Единственным способом держать ее подальше от школы было стать отличным учеником примерного поведения. Одновременно следовало избегать участия в школьных мероприятиях. Я рано научился симулировать самые разные болезни. Мамина дебелость определила интенсивность моих общений с друзьями. Я редко ходил к ним в гости и еще реже приглашал их к нам.
Но если уж она не сможет похудеть, то я надеялся, что когда-нибудь она из-за своей массы утратит способность передвигаться и целыми днями будет сидеть дома. Однако моя мать была здоровой женщиной. Когда я мальчиком впервые побывал на похоронах, то измерил взглядом пропорции маминого тела, которые намного превышали объем гроба. И я злился, понимая, что с каждым днем она будет становиться все толще. И не найдется гроба, способного вместить ее тело.
Джурджа была красивой и стройной. Рядом с ней я наконец-то вздохнул свободно. Но ненадолго. Опять пришлось что-то скрывать. Она была необразованной. Однажды она спросила меня, какой писатель лучше, Шекспир или Прометей? Под Троей был Архимед, а не Ахилл. Почему это сомневаются в существовании Гомера, но все убеждены, что он был слепым?
Я не верю в высший порядок этого мира. Это всего лишь утешение для тех, кто не может принять неправду и хаос. Бог равнодушен. Я – нет.
Фабиан Мазурски
Я вынес цирки в мир, складываю их рядком. Во мне от каждого жанра есть что-то, но ни одним из них я не овладел до конца. Могу обернуть змею вокруг шеи, войти в клетку со львами, сделать двойное сальто в воздухе, скакать задом наперед, жонглировать пятью шариками. Тем не менее я ни дрессировщик, ни акробат, ни жонглер. Я постоянно в движении. Я сам по себе цирк в миниатюре. Ты должен состоять из чего-то. Только у идиота нет подвала. Трупы со всех сторон. Ужасно воняет. Не перестаю убираться. В цирке жизнь как в витрине, все всем известно. Телам тесно, как в поезде. При каждом движении кого-то задеваешь. Иду дальше, к следующему углу. Натыкаясь на проблему, решаю ее по клоунской методике. Всегда чего-то не хватает. Иначе жизнь не была бы жизнью.
Тибор Толди
В то утро я был в «Парадизо». Предполагаю, что ты был один, иначе не стал бы разговаривать со мной. Позже, когда пришел тот толстяк, ты замолчал. Ты и с другими мертвецами разговариваешь? Пробуждаешь биографии? В моем случае ты не угадал, я замерз сам. С первого же слова, когда ты приветствовал меня по-венгерски. На языке, с которым я вырос. Все, что со мной впервые случилось в этой жизни, было на этом языке. Я перестал разговаривать на нем в пятьдесят шестом. Наверное, тебя тогда еще и на свете не было. Потом только во сне, и только если я был один. Ты сразу заметил утолщения на пальцах правой руки. Ты слышал меня. Ты сжал правую ладонь так, как будто держишь компостер. Сегодня они совсем другие, лежат в ладони как влитые, как рукоятка ножа, но в мое время они натирали руку, оставляли мозоли на мизинце и безымянном пальце, сначала краснели суставы, потом появлялся волдырь, а когда кожа затвердевала, заканчивался первый год на железной дороге.

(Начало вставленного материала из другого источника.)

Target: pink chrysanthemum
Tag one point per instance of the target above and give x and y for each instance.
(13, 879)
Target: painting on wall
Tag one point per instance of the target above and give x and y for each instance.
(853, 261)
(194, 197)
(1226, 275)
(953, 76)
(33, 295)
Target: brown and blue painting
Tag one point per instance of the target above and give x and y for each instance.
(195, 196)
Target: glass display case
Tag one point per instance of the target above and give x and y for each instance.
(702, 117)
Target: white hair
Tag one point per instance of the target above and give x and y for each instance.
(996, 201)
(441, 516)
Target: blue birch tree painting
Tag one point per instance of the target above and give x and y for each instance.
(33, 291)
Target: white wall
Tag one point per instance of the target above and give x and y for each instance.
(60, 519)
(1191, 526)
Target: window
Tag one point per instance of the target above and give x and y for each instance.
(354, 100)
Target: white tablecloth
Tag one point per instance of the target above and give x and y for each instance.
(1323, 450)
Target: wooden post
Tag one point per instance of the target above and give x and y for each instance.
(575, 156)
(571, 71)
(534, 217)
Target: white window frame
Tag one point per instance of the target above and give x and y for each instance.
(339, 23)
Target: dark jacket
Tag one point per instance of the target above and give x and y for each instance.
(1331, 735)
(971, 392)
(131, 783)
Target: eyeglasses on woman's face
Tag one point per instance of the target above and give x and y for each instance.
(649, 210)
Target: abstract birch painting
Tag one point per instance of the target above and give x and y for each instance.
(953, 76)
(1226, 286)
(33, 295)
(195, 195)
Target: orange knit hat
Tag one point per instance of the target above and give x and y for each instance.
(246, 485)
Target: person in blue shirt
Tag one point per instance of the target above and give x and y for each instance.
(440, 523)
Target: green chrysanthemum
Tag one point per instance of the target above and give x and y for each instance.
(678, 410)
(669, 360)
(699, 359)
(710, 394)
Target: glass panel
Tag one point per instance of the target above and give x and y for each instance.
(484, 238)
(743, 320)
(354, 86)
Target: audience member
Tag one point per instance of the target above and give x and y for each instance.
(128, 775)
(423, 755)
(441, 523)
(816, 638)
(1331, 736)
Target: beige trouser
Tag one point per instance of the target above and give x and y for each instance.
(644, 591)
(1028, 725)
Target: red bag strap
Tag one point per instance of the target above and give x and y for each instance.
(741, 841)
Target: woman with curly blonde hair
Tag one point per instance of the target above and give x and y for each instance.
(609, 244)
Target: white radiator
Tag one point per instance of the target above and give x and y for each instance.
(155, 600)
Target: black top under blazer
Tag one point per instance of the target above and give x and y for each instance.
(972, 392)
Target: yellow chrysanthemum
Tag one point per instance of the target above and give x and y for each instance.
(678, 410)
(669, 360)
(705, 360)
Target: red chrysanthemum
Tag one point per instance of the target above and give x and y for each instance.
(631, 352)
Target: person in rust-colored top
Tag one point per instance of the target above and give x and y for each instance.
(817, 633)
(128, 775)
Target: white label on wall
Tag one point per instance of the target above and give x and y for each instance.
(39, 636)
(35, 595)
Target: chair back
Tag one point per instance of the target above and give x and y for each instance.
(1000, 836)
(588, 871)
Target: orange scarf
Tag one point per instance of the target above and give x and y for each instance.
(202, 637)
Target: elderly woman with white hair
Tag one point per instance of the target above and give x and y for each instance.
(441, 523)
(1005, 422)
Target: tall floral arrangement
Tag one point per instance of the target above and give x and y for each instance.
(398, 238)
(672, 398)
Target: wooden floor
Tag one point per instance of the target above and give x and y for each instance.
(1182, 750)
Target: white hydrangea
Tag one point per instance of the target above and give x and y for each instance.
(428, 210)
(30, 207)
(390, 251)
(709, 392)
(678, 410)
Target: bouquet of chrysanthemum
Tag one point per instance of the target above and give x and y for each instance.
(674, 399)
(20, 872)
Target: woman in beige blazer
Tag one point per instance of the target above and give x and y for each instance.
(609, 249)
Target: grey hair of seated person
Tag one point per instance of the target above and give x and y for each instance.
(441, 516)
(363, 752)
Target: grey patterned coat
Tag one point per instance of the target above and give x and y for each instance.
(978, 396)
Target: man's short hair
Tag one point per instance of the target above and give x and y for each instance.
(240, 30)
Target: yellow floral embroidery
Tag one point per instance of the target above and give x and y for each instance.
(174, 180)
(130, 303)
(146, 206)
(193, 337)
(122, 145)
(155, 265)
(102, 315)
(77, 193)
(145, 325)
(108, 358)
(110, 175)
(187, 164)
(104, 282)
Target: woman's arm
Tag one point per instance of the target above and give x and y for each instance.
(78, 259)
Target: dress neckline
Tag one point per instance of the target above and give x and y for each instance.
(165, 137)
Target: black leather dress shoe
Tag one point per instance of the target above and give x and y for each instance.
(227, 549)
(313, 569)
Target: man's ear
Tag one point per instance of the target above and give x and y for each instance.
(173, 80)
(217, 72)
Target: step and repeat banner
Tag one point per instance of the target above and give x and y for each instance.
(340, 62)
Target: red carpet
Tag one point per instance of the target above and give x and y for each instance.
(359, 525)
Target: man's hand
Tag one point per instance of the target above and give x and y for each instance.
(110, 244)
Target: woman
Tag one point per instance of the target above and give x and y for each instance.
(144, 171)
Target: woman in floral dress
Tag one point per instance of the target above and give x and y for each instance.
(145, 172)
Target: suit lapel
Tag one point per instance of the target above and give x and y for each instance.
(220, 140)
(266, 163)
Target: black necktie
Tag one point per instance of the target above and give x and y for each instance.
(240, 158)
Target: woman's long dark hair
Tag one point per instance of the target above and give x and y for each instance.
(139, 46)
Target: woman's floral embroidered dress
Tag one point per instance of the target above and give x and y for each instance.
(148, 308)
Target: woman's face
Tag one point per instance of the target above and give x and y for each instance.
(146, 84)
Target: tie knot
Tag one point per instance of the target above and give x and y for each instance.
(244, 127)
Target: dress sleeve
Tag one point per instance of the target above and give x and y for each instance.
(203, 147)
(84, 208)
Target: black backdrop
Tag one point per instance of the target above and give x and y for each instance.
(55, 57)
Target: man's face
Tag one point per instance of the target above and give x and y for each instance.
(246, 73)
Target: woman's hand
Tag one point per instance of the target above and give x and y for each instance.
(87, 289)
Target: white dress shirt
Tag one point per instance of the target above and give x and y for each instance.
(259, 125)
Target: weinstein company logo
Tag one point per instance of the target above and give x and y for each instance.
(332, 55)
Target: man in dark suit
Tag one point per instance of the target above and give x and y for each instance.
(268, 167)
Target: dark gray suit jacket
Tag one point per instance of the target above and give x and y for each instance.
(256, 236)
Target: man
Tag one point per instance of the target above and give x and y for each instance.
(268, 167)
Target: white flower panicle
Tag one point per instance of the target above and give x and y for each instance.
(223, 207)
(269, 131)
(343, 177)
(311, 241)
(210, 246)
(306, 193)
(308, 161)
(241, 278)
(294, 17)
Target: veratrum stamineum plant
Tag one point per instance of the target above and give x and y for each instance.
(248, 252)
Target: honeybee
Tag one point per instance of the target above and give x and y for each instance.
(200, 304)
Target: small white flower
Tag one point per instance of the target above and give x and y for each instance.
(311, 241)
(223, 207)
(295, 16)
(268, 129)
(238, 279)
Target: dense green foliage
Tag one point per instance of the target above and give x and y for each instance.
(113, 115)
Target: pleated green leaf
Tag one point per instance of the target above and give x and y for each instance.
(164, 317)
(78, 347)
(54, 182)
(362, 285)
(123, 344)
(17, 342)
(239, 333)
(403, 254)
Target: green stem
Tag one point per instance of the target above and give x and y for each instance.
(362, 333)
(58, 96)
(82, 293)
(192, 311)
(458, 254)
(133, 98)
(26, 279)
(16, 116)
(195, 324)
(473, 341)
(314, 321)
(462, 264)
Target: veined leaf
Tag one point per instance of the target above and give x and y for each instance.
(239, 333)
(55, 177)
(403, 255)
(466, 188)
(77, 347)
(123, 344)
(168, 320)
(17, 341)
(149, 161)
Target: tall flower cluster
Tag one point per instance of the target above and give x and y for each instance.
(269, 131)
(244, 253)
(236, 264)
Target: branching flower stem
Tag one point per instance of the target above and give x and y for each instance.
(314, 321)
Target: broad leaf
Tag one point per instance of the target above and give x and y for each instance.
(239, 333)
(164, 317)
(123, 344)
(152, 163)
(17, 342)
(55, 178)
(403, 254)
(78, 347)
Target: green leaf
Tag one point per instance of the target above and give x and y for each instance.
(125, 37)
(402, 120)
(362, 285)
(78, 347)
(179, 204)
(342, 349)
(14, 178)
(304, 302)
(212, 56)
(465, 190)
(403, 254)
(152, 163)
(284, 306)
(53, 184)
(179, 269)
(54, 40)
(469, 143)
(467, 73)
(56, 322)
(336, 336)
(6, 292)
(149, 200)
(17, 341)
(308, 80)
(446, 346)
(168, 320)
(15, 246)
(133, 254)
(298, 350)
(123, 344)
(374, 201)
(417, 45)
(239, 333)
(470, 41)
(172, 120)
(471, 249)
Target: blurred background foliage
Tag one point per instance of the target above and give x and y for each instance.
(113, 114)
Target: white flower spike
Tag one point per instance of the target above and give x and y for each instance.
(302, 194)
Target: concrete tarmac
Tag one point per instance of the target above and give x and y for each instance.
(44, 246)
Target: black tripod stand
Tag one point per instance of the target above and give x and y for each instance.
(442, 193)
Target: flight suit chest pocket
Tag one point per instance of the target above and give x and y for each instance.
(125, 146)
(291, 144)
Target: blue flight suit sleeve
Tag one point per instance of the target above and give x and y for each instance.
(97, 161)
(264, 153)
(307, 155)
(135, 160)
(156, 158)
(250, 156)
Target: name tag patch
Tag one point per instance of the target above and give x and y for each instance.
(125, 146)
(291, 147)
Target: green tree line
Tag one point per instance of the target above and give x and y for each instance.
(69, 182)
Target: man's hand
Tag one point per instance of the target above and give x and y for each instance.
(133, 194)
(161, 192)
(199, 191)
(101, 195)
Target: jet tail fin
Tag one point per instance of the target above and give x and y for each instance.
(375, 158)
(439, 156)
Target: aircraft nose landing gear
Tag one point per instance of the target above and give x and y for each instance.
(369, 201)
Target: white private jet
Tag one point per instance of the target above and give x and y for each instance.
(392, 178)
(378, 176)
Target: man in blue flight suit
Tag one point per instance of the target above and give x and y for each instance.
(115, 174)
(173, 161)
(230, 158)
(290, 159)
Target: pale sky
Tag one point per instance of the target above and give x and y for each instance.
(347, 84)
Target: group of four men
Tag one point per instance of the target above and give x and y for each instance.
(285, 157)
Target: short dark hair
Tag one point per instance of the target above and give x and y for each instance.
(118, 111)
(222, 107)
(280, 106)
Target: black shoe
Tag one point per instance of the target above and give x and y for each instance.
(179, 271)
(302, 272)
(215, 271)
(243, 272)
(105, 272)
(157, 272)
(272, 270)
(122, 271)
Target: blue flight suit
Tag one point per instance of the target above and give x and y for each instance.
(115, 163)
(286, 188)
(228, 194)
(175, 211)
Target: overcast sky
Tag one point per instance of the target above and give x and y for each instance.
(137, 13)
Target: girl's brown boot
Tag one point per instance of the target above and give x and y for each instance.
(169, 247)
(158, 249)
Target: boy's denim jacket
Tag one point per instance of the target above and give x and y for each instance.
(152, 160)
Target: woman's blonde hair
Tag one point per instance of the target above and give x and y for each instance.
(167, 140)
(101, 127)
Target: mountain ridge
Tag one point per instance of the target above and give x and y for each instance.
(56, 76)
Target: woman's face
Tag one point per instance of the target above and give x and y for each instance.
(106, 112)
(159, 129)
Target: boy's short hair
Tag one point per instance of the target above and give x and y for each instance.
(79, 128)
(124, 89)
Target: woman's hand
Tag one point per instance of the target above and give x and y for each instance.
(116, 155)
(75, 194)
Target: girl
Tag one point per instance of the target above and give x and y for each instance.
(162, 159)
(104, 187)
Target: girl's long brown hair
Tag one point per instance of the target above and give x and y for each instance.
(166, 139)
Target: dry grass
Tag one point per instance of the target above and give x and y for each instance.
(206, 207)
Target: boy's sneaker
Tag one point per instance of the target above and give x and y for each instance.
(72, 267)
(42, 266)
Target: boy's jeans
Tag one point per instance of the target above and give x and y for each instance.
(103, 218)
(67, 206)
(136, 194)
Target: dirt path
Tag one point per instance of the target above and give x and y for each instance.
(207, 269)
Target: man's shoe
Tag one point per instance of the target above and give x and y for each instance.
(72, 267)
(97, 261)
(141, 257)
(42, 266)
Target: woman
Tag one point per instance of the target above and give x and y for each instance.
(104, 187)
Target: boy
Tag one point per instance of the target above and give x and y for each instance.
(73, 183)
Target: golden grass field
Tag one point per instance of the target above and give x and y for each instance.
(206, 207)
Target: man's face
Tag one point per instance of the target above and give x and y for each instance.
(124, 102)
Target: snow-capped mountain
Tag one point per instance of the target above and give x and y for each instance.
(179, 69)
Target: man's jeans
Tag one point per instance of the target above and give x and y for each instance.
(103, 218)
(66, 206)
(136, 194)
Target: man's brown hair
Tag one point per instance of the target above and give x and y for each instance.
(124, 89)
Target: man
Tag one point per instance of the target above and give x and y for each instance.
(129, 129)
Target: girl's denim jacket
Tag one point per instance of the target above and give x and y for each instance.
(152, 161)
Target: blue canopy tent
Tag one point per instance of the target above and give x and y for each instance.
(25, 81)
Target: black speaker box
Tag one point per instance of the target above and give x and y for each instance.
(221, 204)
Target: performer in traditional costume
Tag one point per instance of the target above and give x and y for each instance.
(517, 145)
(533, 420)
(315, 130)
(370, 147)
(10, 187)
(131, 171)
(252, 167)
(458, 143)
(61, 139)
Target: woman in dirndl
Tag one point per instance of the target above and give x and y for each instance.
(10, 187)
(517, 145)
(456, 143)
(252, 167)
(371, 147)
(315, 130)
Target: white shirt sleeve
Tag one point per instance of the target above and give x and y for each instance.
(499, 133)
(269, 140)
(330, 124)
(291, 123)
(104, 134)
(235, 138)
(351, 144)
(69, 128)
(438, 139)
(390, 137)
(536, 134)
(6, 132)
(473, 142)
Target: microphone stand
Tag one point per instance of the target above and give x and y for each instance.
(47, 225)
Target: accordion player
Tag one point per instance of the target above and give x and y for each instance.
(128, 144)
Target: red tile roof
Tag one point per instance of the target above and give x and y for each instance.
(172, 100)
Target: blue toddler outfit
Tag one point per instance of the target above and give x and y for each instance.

Только после этого ты прочитал имя на табличке. Думаю, ты перепугался. Тибор Толди, шепнул ты. Ты еще что-то сказал на непонятном мне языке, упомянул какие-то венгерские имена, улицы Будапешта. Ты был явно взволнован. Постоянно повторял: Mein Gott. Кого-то я тебе напомнил, что-то тебя обеспокоило. Но это проблема живых. Когда перейдешь на другую сторону, то понимаешь, что покой, к которому ты всю жизнь стремился, все-таки существует. Только когда столкнешься со смертью и воспримешь ее как нечто естественное, только тогда можешь начинать жизнь.
Марлиз Шварц
Никто не смотрел на меня так. Прежде чем заметить следы уколов на моих руках, ты сказал: Куколка, в тебе слишком много всего. Тогда ты взял отчет патолога. Не знаю, что в нем было, кроме констатации передозировки. Может, все-таки есть какие-то данные, curriculum vitae или что-то в этом роде, иначе ты не смог бы узнать мою профессию. Я поняла, что и ты актер без постоянного ангажемента. С таким акцентом можешь играть только отрицательных героев, наемных убийц с Востока, авантюристов, матросов… Тогда ты перешел на свой язык, я сказала бы, на славянский язык. Болгарский, словацкий?.. Не знаю.
Потом ты долго молчал. Внимательно вслушивался в каждое мое слово. Уверена, что ты меня слышал. И знаешь, что было странно? Полное понимание, ощущение, будто в тебе все происходит в том же порядке и с той же интенсивностью, что и во мне. Знаю, что это невозможно, две особы не могут до конца, без остатка слышать одна другую с теми же чувствами, придавая этому то же значение. Такого не может быть. Каждая история при обмене что-то теряет и что-то приобретает. Не могут существовать две одинаковые интерпретации, нет несопоставимой фактографий. Но все-таки именно так оно и было. Ты одел меня именно в той последовательности, как я сама одевалась в жизни.
Незнакомец
Почему ты упорно называл меня Даниэлем? У меня одного не было таблички. Меня вместо одного из городских моргов по ошибке отправили в «Парадизо». Без документов. Меня зовут… Не знаю, не могу припомнить, хотя мне кажется, что оно тут, в прихожей сознания… Все это результат падения, я думал, что смогу удержаться. Не помню, как это случилось, наверное, я был пьян. Сильный удар по затылку. Может, кто-то напал на меня? Мгновенно у меня помутилось сознание. Ах, все это в нем. И имя, и почему я оказался в том месте, кого я ждал, и ждал ли я вообще кого-то, чем я в то утро завтракал, сколько выпил в течение дня, вся моя жизнь, все тут, просто не могу припомнить. Но знаю, что я не Даниэль, знаю, что у меня не было жены, которая мысленно выбрасывала в мусорный бак бутылку вина еще до того, как мы ее допили. Не было такой жены в моей жизни. Хотя какая-то похожая, вроде ее, была… Не могу вспомнить… Но точно все не так, как ты говорил. Я не был дирижером, не играл ни на одном музыкальном инструменте. И зачем ты сажаешь меня в коляску. Я не инвалид. Вот если бы я выжил, то, может, и стал бы инвалидом.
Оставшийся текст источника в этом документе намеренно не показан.